Dennoch: Denjenigen, die es nicht lassen können, sei gesagt: Ob man richtig tippt, lässt sich nicht beeinflussen, wohl aber, ob der Gewinn mit vielen geteilt werden muss. Sehr beliebt sind Geburtstage, Muster und Ziffern in der Mitte der Zahlenfelder. Hier Unbeliebtes zu tun, ist demnach ein Trumpf. Es müssen ja nicht 12.085.335,80 Mark heraus kommen. Das war der höchste Gewinn, der in Berlin je ausgezahlt wurde. Und zwar 1997.

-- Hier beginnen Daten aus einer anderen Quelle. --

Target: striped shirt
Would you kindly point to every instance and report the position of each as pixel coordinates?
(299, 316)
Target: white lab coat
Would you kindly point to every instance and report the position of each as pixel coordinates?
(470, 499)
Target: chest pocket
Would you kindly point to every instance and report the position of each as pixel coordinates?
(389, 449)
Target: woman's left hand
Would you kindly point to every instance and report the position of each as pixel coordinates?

Längst gab es da die „Superzahl“. Hinter diesem Wort versteckt sich ein böser Trick in nobler Verpackung: Durch ihre Einführung 1991 wurde die Chance, den Hauptgewinn zu ergattern, um den Faktor 10 erschwert. Nunmehr also: 1 zu 140 Millionen. Alles nicht so wild, meint der Pressesprecher der Berliner Klassenlotterie, „auch die Gewinnklasse darunter macht noch Millionäre.“

50 Prozent der Spielsumme gehen als Gewinn zurück an die Spielergemeinde. 20 Prozent fließen in die Lottostiftung und kommen der kulturellen und sozialen Infrastruktur Berlins zugute. Insgesamt waren das zwei Milliarden Euro in den letzten fünfzig Jahren. Zoo, Museen, Wohlfahrtsverbände und der Sport können ohne dieses Geld kaum mehr bestehen. Seit jedoch der Etat Berlins so marode ist, wird immer wieder gefordert, dass die Lottogelder genutzt werden sollten, um dessen Löcher zu stopfen. Dabei gehen bereits fast 17 Prozent der Spielsumme ans Finanzamt. Vorbilder sind da: Schon Friedrich der Große sanierte mit Lotto die Staatsfinanzen, als er 1763 in Preußen das Gewinnspiel einführte.

Lotterien sind eine Umverteilung in großem Stil. Immerhin werden wöchentlich allein in Berlin etwa drei Millionen Euro bei „6 aus 49“ eingesetzt. Das Meiste kommt aus den ärmsten Bezirken: Kreuzberg, Neukölln und Wedding. „Die Leute spielen eben gern“. meint der Pressesprecher der DKLB. „Bevor das Geld in Zockerbuden versandet, ist es besser, es staatlich zu kontrollieren.“

Lotto hat viele Gewinner. Einer aber hat das allergrößte Los gezogen: Falko von Falkenhayn, Vorstand der Berliner Klassenlotterie. Er überreicht den Glücklichen den Scheck. „Wo sonst gibt es die Gelegenheit, so oft Menschen zu erleben, die einen anstrahlen, die Hoffnung verbreiten, Zuversicht. Menschen im Glück?“ Es beflügelt ihn selbst. Oft komme er beschwingt zur Arbeit und gehe auch beschwingt wieder zurück, erzählt er.